Cecil was still irresistible. Gray streaked his beard, and his laugh lines were deeper, but he was as handsome now as he was twenty-five years ago. Cheryl smiled seeing his reaction to the tub filled with bubbles. Candlelight flickered shadows on the walls and filled the air with Eucalyptus. Moet & Chandon chilled in the ice-filled sink.
“Now I know I messed up.” Cecil turned, and then gathered Cheryl in his arms. “It’s not my birthday.”
She kissed him.
“And, it’s not your birthday.” He cocked an eyebrow. “Right?”
She kissed him harder and sucked on his bottom lip. The knot in her stomach tightened. How could he not remember? She needed him to.

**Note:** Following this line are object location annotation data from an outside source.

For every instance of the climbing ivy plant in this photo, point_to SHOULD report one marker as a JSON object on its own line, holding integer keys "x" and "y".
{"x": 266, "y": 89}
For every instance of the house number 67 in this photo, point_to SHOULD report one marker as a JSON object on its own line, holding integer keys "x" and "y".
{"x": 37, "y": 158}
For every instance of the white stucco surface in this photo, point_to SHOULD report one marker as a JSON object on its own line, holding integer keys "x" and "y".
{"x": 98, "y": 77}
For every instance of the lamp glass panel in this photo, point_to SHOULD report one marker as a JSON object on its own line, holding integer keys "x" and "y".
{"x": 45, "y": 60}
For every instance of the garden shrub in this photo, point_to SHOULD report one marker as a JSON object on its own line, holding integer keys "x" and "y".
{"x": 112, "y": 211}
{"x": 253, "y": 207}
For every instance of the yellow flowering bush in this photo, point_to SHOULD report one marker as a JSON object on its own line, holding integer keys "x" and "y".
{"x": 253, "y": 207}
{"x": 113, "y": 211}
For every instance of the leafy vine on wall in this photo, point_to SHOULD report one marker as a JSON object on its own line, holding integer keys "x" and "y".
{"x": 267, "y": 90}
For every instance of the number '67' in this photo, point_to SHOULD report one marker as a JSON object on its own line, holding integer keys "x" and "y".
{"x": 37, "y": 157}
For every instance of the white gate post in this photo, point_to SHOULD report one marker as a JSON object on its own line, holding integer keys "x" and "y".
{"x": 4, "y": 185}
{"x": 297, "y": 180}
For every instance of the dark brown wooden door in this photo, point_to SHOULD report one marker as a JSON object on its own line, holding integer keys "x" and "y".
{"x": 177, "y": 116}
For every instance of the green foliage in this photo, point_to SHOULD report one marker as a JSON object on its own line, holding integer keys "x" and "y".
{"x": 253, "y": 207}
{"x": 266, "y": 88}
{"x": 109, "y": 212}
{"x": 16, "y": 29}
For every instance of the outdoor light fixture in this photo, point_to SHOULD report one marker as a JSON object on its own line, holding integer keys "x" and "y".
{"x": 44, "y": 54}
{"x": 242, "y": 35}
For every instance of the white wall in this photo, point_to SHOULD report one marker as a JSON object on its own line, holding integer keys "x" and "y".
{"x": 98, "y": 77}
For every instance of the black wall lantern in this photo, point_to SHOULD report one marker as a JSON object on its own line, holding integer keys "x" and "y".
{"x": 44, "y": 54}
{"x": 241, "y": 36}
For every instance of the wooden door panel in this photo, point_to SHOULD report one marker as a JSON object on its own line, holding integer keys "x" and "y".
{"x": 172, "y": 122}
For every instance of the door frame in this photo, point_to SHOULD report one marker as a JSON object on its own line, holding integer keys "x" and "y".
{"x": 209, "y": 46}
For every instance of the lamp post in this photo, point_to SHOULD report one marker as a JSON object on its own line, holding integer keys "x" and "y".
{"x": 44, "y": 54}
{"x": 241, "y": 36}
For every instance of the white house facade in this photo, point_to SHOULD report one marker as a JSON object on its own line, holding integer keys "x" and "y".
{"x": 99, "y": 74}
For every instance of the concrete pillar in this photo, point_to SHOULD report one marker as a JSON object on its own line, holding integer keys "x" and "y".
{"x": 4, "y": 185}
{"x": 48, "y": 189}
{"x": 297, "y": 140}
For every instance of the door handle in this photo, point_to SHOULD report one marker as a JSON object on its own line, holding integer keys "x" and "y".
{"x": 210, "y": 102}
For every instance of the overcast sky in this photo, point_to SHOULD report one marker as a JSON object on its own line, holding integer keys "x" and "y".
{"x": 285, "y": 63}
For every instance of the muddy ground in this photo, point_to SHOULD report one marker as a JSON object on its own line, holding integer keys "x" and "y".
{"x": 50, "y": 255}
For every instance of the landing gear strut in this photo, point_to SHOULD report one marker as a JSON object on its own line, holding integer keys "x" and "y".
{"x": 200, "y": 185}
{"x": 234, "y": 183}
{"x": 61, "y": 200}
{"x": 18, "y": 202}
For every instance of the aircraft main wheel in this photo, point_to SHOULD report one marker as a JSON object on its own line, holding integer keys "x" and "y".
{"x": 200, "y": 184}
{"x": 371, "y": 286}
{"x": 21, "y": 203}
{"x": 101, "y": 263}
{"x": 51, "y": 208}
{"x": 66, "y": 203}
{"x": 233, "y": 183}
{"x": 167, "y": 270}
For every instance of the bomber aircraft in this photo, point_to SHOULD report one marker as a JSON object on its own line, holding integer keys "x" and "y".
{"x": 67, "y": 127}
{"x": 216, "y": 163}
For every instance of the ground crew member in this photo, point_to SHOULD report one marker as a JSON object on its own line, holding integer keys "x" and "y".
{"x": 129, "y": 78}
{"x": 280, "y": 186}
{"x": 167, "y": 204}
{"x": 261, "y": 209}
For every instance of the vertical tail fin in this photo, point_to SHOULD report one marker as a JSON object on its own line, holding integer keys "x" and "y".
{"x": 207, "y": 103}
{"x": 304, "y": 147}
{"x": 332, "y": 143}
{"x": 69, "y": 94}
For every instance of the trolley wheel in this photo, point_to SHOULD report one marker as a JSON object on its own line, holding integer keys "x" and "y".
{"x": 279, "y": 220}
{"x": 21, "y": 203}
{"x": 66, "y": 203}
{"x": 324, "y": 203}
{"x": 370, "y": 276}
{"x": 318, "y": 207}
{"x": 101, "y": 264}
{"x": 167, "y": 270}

“I have another surprise.” Cheryl pulled away reluctantly, already missing the warmth of his skin. “Get in the tub.”
“Ho, boy.” Cecil grinned. “I come home to steak diane and my favorite chocolate fudge cake, now this. Damn, I’m lucky.” He unbuttoned his shirt and dropped it to the bathroom floor. Pants were next. The belt buckle clinked on the tiles.

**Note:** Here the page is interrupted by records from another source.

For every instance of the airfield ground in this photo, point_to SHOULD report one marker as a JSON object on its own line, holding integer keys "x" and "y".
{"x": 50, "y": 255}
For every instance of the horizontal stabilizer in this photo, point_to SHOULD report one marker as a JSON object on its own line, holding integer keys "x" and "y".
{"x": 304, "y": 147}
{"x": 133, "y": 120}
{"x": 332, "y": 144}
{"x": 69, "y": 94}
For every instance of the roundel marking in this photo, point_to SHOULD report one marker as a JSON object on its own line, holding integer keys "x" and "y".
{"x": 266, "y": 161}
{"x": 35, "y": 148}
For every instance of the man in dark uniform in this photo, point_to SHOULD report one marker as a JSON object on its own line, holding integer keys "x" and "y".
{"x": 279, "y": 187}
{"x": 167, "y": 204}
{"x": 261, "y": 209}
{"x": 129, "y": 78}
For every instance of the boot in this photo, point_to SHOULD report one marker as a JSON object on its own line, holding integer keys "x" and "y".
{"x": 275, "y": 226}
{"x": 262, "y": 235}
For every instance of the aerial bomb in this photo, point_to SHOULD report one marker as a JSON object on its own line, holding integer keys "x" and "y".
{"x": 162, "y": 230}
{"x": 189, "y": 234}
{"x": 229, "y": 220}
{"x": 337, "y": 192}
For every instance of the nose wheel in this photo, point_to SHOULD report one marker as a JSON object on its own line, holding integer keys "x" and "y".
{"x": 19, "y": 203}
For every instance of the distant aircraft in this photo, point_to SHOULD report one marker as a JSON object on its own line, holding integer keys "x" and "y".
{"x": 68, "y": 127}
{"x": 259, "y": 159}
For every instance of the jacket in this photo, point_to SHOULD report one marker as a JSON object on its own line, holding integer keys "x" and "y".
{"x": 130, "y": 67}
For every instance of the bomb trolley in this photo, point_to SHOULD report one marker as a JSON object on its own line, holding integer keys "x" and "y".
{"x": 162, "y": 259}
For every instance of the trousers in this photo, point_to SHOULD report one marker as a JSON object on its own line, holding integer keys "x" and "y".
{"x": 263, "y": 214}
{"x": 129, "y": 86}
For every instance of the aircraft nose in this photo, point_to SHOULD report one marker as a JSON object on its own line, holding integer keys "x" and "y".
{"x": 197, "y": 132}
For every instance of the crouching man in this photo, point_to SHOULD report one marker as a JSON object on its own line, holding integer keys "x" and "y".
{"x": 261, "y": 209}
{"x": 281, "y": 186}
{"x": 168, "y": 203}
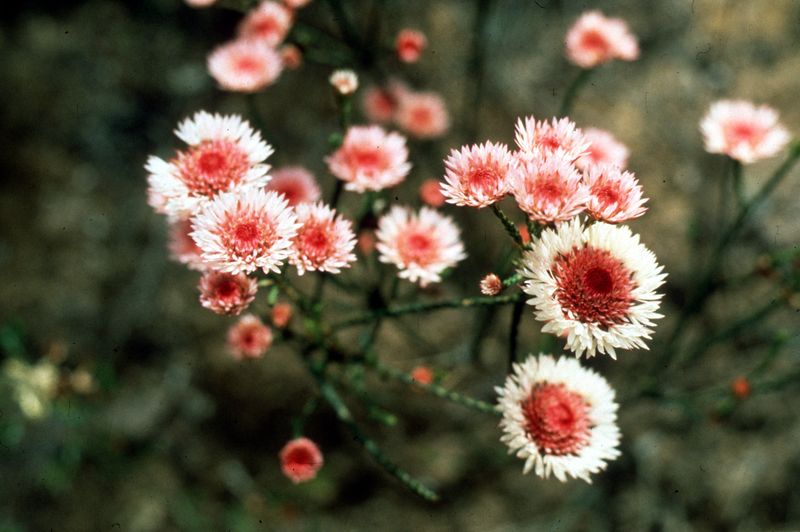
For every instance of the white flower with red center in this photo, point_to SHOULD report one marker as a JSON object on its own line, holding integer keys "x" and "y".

Cheryl strolled out of the master bathroom and into the walk-in-closet where a frilly pink teddy set she had dieted for five months to fit into waited. Her hands shook as she unfastened her blouse. “Do you remember the first time I made you steak diane?” she yelled from the bedroom.
She heard splashes as Cecil settled into the tub.
“Um…was it our first date?”
She grimaced. “How about the fudge cake? Remember when we first had it?”
The memory flooded back to her, bringing a blush of color to her cheeks. They were true empty nesters now, with his granddaughter away at the University of Michigan completing her second year.
“Who cares, babe? I’m ready for my surprise.”
Cheryl inhaled a deep breath, whispered a prayer to Saint Christina, then checked her reflection in the floor length mirror. Sometimes she didn’t recognize the woman staring back at her. Despite years of sweating to Jazzercise and nightly cold compress masks, that person was all lumps and sags and bags under her eyes.
She retrieved a red box wrapped with a white ribbon from the nightstand that was cluttered with prescription pill bottles. If anything jogged his memory, it would be this.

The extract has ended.